Background: Cerebral ischemia leads to linguistic and motor dysfunction, as the death of neurons in ischemic core is permanent and non-renewable. An innovative avenue is to induce and/or facilitate reprogramming of adjacent astrocytes into neurons to replace the lost neurons and re-establish brain homeostasis.
Purpose: This study aimed to investigate whether the p-hydroxy benzaldehyde (p-HBA), a phenolic compound isolated from Gastrodia elata Blume, could facilitate the reprogramming of oxygen-glucose deprivation/reperfusion (OGD/R)-damaged astrocytes into neurons.
Study design/methods: The primary parenchymal astrocytes of rat were exposure to OGD and reperfusion with define culture medium. Cells were then incubated with different concentration of p-HBA (1, 10, 100, 400 μM) and collected at desired time point for reprogramming process analysis.
Results: OGD/R could elicit endogenous neurogenic program in primary parenchymal astrocytes of rat under define culture condition, and these so-called reactive astrocytes could be reprogrammed into neurons. However, the neonatal neurons produced by this endogenous procedure could not develop into mature neurons, and the conversion rate was only 1.9%. Treatment of these reactive astrocytes with p-HBA could successfully promote the conversion rate to 6.1%, and the neonatal neurons could develop into mature neurons within 14 days. Further analysis showed that p-HBA down-regulated the Notch signal component genes Dll1, Hes1 and SOX2, while the transcription factor NeuroD1 was up-regulated.
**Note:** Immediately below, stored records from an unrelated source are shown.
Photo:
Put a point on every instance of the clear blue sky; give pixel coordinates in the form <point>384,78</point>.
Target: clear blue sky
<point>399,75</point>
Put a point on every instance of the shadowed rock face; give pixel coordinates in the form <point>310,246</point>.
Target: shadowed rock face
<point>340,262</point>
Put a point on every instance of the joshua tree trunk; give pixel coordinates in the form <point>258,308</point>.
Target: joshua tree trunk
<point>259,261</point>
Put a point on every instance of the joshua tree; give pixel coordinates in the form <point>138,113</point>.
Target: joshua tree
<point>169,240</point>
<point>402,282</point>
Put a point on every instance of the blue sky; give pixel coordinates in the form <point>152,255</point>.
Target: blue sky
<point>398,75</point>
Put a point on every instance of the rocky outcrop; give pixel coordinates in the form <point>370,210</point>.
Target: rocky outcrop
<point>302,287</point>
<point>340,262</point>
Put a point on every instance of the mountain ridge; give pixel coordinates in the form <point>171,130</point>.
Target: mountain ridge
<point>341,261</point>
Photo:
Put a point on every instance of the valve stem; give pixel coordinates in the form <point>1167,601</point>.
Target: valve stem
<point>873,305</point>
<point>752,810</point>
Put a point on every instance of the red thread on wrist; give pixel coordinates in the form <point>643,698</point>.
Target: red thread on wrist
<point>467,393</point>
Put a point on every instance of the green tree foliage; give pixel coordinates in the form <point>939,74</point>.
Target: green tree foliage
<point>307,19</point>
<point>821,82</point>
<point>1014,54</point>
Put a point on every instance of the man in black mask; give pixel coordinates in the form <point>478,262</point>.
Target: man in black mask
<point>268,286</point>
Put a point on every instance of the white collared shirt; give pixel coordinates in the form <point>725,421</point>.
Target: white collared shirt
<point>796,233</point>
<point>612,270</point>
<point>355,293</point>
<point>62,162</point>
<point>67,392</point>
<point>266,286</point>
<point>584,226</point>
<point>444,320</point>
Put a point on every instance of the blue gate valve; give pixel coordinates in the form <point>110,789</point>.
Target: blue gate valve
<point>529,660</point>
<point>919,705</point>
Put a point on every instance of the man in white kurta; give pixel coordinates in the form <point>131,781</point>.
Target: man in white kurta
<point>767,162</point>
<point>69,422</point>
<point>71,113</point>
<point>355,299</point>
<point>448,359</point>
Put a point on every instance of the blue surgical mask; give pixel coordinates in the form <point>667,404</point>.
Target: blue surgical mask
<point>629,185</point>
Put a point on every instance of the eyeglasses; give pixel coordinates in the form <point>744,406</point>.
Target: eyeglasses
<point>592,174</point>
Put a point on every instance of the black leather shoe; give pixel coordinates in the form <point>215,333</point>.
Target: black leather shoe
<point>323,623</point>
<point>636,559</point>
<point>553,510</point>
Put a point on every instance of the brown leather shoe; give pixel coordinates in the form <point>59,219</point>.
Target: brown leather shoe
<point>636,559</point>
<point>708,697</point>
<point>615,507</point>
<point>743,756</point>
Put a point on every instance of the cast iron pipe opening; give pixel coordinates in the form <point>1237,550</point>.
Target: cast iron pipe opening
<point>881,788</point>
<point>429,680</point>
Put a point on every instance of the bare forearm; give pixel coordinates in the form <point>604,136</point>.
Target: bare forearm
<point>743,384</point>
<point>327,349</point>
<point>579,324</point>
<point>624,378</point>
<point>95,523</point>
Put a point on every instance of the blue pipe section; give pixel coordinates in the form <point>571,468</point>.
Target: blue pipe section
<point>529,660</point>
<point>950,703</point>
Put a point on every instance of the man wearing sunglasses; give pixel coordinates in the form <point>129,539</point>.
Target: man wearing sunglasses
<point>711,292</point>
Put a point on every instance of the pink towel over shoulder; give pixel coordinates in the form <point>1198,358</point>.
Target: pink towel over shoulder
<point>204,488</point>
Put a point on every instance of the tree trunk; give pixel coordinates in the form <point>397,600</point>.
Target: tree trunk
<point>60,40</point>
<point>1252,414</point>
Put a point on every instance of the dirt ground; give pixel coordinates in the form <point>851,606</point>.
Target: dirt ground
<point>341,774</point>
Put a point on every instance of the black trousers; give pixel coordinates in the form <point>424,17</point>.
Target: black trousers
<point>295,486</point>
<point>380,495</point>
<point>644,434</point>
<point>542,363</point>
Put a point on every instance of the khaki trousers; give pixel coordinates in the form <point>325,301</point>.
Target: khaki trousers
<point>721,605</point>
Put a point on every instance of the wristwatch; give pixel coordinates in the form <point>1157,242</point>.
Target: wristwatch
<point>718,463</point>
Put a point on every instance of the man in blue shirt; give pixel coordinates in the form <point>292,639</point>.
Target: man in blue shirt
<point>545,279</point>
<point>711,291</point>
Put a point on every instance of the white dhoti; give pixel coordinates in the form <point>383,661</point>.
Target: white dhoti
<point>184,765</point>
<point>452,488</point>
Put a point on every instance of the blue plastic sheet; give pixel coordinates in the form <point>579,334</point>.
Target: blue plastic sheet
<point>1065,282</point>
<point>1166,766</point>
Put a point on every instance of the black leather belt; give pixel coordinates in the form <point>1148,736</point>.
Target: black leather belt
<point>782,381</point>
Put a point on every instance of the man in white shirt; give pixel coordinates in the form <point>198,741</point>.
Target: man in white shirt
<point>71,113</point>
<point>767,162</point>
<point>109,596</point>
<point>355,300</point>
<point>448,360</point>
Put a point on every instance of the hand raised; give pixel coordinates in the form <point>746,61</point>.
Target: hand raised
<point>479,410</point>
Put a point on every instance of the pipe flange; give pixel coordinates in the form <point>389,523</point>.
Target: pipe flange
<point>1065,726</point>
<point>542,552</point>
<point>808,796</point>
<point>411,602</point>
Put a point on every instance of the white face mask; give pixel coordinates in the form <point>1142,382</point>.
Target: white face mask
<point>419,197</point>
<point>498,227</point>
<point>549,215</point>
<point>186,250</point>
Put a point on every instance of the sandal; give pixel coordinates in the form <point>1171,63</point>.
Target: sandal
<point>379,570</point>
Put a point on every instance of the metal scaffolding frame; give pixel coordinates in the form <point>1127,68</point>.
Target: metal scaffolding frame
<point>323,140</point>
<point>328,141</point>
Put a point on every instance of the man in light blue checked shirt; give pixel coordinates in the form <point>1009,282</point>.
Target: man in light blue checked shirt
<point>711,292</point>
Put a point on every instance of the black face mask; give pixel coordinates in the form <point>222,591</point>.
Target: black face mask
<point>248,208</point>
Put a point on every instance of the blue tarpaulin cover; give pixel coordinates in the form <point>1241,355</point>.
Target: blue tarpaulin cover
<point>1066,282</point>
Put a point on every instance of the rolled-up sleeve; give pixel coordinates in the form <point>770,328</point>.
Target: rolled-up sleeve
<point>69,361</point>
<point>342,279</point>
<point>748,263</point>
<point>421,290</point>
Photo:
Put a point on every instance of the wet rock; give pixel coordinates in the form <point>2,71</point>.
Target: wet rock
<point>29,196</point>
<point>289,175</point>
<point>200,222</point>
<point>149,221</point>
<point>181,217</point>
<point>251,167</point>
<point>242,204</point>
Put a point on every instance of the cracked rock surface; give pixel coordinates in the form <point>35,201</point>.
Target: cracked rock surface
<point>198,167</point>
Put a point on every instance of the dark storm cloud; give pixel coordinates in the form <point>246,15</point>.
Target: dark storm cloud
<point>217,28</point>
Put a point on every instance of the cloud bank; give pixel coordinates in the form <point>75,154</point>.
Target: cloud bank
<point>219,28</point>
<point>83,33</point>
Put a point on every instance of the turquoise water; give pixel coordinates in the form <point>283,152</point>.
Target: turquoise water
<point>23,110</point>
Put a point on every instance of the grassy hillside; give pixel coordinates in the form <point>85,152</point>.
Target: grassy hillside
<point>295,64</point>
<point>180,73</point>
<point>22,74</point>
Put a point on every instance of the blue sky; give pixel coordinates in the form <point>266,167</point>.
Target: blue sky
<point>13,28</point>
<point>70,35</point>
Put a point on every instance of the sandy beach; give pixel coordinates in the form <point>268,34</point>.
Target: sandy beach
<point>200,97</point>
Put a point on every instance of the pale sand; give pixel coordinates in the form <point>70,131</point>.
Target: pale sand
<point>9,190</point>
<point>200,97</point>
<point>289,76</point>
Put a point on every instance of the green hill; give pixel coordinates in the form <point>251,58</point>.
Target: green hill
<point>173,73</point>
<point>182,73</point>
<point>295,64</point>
Conclusion: The results of this study demonstrated that p-HBA facilitated the astrocyte-to-neuron conversion. This chemical reprogramming was mediated by inhibition of Notch1 signaling pathway and transcriptional activation of NeuroD1.
Keywords: Primary parenchymal astrocytes; oxygen-glucose deprivation/reperfusion; p-hydroxy benzaldehyde; reprogramming.